# Use 2 speakers per room or 1 speaker?



## easytim (Oct 31, 2011)

I'm going to be building a new home and I want to put ceiling speakers in every room. I would like to put 2 speakers in every room, but is it necessary to have 2 speakers in each room? 

When doing a whole house sound system should each room have 2 speakers for stereo or will 1 speaker in each room work just fine?


----------



## zieglj01 (Jun 20, 2011)

easytim said:


> I'm going to be building a new home and I want to put ceiling speakers in every room. I would like to put 2 speakers in every room, but is it necessary to have 2 speakers in each room?
> 
> When doing a whole house sound system should each room have 2 speakers for stereo or will 1 speaker in each room work just fine?

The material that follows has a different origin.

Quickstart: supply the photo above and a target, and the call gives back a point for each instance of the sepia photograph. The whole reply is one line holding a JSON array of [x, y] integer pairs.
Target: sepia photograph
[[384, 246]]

Overall, 2 speakers tend to sound better for stereo - elevator music is bad enough.


----------



## Jungle Jack (Jul 28, 2009)

Hello,
I agree. While many use a single Speaker, it sounds much better when using two and getting Stereo.
Cheers,
JJ


----------



## tonyvdb (Sep 5, 2007)

Two is the way to go, if you only use one you are missing half the signal when using stereo sources and it will sound funny.


----------



## drdoan (Aug 30, 2006)

Always best to start with the best you can afford, as adding other speakers later would be a hassle, especially if you didn't like the sound of one speaker. Have fun. Dennis


----------



## easytim (Oct 31, 2011)

Thanks so much everyone for your input, I value it :wave:


----------



## easytim (Oct 31, 2011)

tonyvdb said:


> Two is the way to go, if you only use one you are missing half the signal when using stereo sources and it will sound funny.


 I would have to use mono


----------